Une marche de solidarité avec tous les souffrants de la terre, une marche de l’espérance chrétienne.

  

Ce qu’il n’est pas : 


Un retour au passé ? Au contraire, chaque époque le vit de façon renouvelée. Pensons aux chemins de croix des Journées Mondiales de la Jeunesse (JMJ).  


Du prosélytisme ? Non, mais un témoignage des chrétiens au cœur de la cité. Pour ne pas surprendre et ne pas risquer que ce chemin de croix soit pris comme une provocation, l’information sera largement diffusée. Un tract sera déposé à l’avance dans les habitations qui seront sur le parcours du chemin de croix.

 
Du communautarisme et de l’identitaire ? Non, mais le signe d’une Eglise présente et libre. Après la procession du 8 décembre 2009 qui a déplacé vers la basilique d’Avesnières un millier de personnes, il ne s’agit pas de multiplier les processions. Les priorités pastorales demeurent celles de tout le diocèse, à savoir une Eglise diocésaine qui propose la foi, une Eglise diocésaine ouverte et présente au monde, une Eglise diocésaine qui se fait proche et solidaire, une Eglise diocésaine qui vit sa foi et la célèbre, une Eglise diocésaine qui appelle.

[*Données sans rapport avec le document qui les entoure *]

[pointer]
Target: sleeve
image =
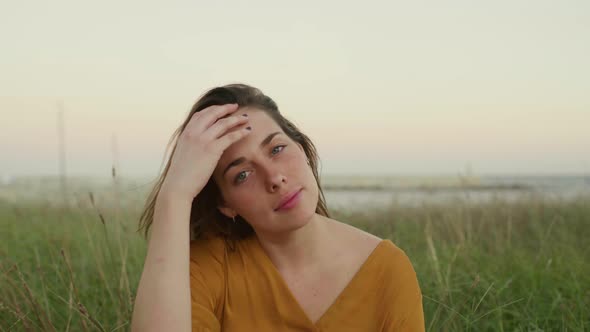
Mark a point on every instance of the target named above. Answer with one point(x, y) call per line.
point(207, 282)
point(405, 297)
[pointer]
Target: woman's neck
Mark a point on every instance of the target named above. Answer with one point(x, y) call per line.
point(304, 248)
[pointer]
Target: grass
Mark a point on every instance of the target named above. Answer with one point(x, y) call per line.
point(498, 266)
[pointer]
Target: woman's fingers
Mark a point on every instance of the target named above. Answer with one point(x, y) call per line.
point(222, 126)
point(230, 138)
point(213, 113)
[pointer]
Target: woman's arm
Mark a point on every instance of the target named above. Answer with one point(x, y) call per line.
point(163, 300)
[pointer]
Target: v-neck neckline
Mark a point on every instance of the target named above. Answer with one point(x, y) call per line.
point(273, 269)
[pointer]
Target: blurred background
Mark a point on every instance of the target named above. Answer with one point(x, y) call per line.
point(413, 106)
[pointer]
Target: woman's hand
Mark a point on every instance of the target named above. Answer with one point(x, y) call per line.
point(199, 148)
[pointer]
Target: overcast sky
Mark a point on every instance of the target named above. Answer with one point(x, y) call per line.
point(415, 87)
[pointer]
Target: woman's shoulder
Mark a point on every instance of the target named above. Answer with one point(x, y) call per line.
point(209, 248)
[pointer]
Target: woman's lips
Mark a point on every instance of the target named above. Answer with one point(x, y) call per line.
point(291, 202)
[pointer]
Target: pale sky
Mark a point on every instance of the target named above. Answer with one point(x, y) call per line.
point(380, 87)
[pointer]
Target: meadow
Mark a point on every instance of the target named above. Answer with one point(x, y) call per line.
point(496, 266)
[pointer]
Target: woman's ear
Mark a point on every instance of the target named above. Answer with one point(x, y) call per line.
point(227, 211)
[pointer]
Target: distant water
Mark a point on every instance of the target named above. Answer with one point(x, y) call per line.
point(341, 192)
point(377, 192)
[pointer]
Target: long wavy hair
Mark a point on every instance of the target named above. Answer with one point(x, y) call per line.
point(205, 218)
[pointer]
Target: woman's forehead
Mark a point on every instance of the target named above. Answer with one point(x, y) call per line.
point(262, 126)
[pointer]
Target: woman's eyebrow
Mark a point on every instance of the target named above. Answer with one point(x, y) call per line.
point(240, 160)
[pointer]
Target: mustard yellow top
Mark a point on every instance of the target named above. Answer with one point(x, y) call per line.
point(243, 291)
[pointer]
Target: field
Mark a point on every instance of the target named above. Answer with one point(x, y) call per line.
point(497, 266)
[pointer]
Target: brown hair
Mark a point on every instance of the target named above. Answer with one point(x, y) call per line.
point(205, 218)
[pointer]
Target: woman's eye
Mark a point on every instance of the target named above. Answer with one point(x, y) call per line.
point(239, 178)
point(278, 146)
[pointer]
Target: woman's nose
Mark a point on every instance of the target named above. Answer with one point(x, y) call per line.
point(276, 180)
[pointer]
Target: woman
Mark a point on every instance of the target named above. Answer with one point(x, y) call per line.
point(263, 253)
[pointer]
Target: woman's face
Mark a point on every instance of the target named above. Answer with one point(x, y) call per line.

Cette procession est une manière originale et populaire d’entrer dans l’esprit de ces cinq orientations. Actuellement, le doyenné de Laval s’est donné comme priorité la pastorale des jeunes, le parcours Alpha, les journées non stop du pardon à St Vénérand avant la fête de Pâques, l’engagement de solidarité, spécialement via les associations, auprès et avec les plus défavorisés.      

Modalités pratiques 
Jour, heure : Vendredi Saint, 2 avril 2010, 17H30-19H30. Départ à l’intérieur de l’Eglise St Vénérand (4 stations). Arrivée à la cathédrale.